Selu Alofipo

Selu Alofipo

Selu was born in Western Samoa in August of 1977. He grew up in the village of Vaitoloa until he was 8 years old and eventually moved with his family to America. In order to succeed in the American school system, Selu had to learn the English language. With the help of his parents and his tutor, he quickly learned the language and was able to excel in school.

He developed a passion for art during his early years in school. He never considered himself an artist as he felt anyone could draw, paint, or create with just a little imagination and attention to detail.  Drawing and painting came natural and made sense to him.  However, this wasn’t the only thing that would define this artist’s life.  Surrounded by sports, his interest in art was later replaced with an interest in sports and the football field became his new canvas for another form of art.

Selu played football for the first time during his sophomore year at West High School in Salt Lake City, Utah. Unlike his inherent ability for art where creating came easy and natural, he had to learn the sport from scratch. Not being familiar with football terminology and concepts, he relied on his instincts and his love for the sport to carry him through. He quickly gained a reputation for his hard hitting and reckless style of play and earned the nickname “bone crusher” from his teammates. His style of play along with his passion for football provided an avenue for higher education and it earned him a full ride scholarship to Dixie Junior College in St. George Ut. After 2 successful years at Dixie Junior College, he was offered another full ride scholarship to Louisiana Tech University as a Line Backer / Strong Safety. Although he had great success on the football field starting all 4 years in college, he was not able to reach his highest goal of playing in the NFL.
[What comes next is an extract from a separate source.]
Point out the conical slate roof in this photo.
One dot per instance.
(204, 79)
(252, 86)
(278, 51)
Life after football was less than glamorous but was marked with an opportunity to achieve a much more challenging goal as Selu embarked on a new journey. He met his beautiful wife Tofuola Tiatia while playing for a local Rugby Club in Salt Lake City, Utah. After only seven months of meeting each other, they married and started a family. 7 kids later, a mortgage, and a grocery bill that can match the us army, Selu struggled to make ends meet.

While working as a Counselor for the State of Utah, Selu tried to find different ways to supplement his income. He worked part time for Brady Roofing while maintaining his job as a counselor in the evenings. This routine, kept him from seeing his family as his work schedule required him to leave early and come home late. He did this for a couple of years before he decided to quit his job with the State and join Brady Roofing full time as a production manager and salesman.
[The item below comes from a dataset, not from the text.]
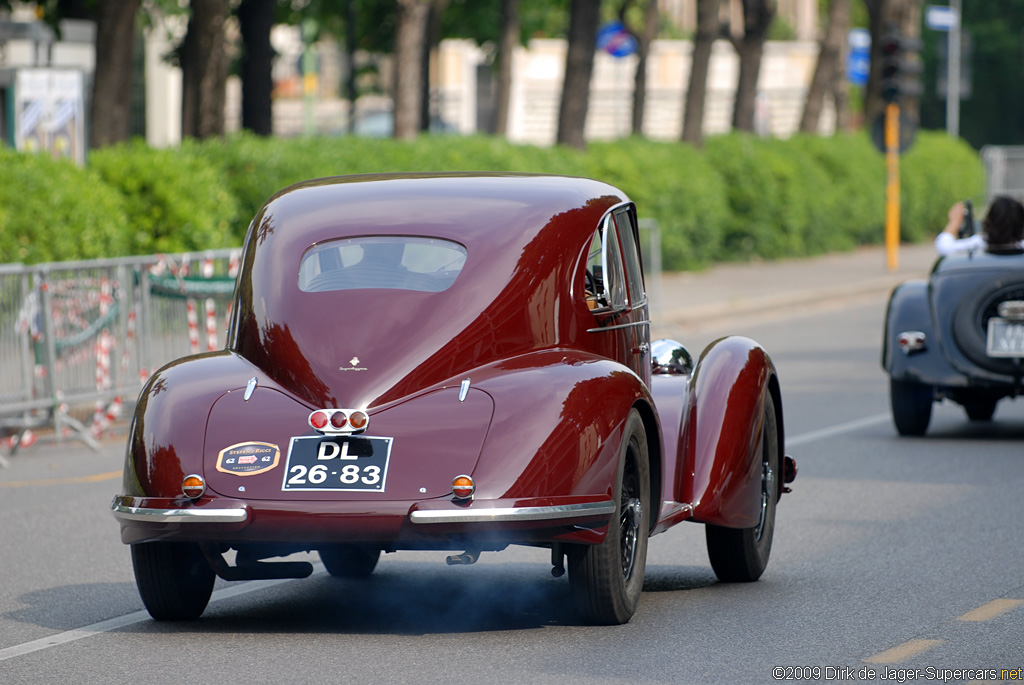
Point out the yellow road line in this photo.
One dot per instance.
(905, 650)
(95, 478)
(994, 608)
In November of 2009, Selu rekindled his love for art while carving jewelry out of materials laying around the house to make as Christmas gifts for family members. It was during this particular juncture in his life where he really started to cultivate a talent that had been kept hidden for quite some time. He became fascinated with bone art and learned of the ancient art of bone carving indigenous to the people of Maori (New Zealand). It made the most sense to him. He found solace in creating pieces that inspire and bring meaning to the wearer. His creative bone carvings capture the traditional symbols and designs of Polynesia while maintaining the flare and zeal of his new homeland.

Trying to find ways to enhance his bone carvings and bring it to a wider audience, Selu studied contemporary and abstract art and began to incorporate his designs and carvings into wall art pieces.  This medium has allowed him to portray the symbolism traditionally expressed in bone carvings into wall art form.

Art has evolved for Selu. Once found on the football field was the art of chaos, tenacity, and collision. Today it is the art of chemistry, fluidity, and balance that defines this artist; not just in his art, but in all facets of life. “Everything from work, raising a family and religion; there is a process and a balance that will carve out a path that reveals the kind of art we aspire to”.